It is remarkable how talented some people can be. They can sing, dance, write and play instruments.
But one talent out there, on our very own doorstep at ETSU, is truly amazing. It is the gift of wearing pants at your knees and walking without them falling to the floor. Truly astounding!
Around the year 1997, guys were shoved into a fashion trance of wearing baggy pants with their stunning dirty hair. You may remember the reference in the movie Clueless. Grunge did happen to the best of the generation. Thankfully, that time is over.
It seems guys have overcome their issues with belts.
However, there are still those few that want to keep the boxer-showing trend alive. Unfortunately, a few is still too many.
It has grown through the ages from sagging anything to sagging jeans to sagging basketball shorts.

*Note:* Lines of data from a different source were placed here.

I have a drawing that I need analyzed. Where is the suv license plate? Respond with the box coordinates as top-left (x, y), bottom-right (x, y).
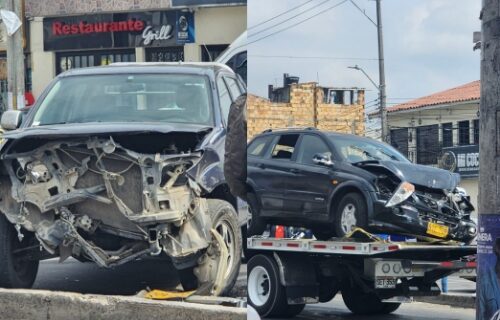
top-left (427, 222), bottom-right (449, 238)
top-left (375, 278), bottom-right (397, 289)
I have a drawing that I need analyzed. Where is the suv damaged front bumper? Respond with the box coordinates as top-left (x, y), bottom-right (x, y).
top-left (370, 195), bottom-right (477, 243)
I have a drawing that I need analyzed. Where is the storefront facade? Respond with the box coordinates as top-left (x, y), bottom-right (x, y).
top-left (27, 0), bottom-right (246, 97)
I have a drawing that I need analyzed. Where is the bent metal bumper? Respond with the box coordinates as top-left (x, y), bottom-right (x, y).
top-left (370, 199), bottom-right (477, 243)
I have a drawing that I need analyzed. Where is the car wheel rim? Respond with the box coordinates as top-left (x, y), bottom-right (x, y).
top-left (215, 219), bottom-right (236, 279)
top-left (248, 266), bottom-right (270, 306)
top-left (247, 203), bottom-right (254, 230)
top-left (341, 203), bottom-right (357, 234)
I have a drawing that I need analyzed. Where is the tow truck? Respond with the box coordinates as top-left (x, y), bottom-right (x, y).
top-left (246, 229), bottom-right (476, 317)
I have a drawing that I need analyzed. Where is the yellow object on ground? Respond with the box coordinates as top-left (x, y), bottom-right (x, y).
top-left (145, 289), bottom-right (195, 301)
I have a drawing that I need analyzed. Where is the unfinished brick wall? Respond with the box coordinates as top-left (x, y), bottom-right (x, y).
top-left (248, 83), bottom-right (365, 139)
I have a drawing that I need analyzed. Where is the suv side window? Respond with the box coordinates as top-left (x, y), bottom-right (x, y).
top-left (217, 77), bottom-right (232, 123)
top-left (297, 134), bottom-right (331, 165)
top-left (224, 76), bottom-right (242, 100)
top-left (248, 135), bottom-right (273, 157)
top-left (270, 134), bottom-right (300, 160)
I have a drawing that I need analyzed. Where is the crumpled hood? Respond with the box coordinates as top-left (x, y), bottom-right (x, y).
top-left (2, 122), bottom-right (213, 140)
top-left (357, 160), bottom-right (460, 190)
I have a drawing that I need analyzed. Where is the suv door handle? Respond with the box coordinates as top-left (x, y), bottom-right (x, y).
top-left (289, 168), bottom-right (300, 174)
top-left (256, 163), bottom-right (266, 169)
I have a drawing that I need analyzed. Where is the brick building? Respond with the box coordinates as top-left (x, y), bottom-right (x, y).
top-left (248, 80), bottom-right (365, 139)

All a person can do is ask why? Is it comfortable? Is it a way to get fresh air? Are you expecting girls to swoon? Whatever the reason, please do the campus a favor and pull your pants up.
Not only is it appalling to look at, but there could be some health risks involved.
You could fall over your own pants, or even worse, another person could fall over them. Embarrassing … you bet. Just don’t risk it.
The truth is most girls do not find baggy pants attractive. In fact, the female population likes to look at guys’ asses.
Surprise! Females are sexual beings too. Get over it. The main difference is girls are discreet.
Some girls may deny looking, but they know it is true. So, when checking guys out, girls are not going to go for the “saggers.” They will keep looking ahead (or behind … ha).
Clothes that fit look better. End of story. It doesn’t make much sense to buy clothes way too big for you.
That is unless you plan on gaining weight. I am sure you possess many other talents besides balancing your pants or shorts on your knees.
So, do us all a favor and grab a belt and keep your sagging pants away from the floor and securely around your waist.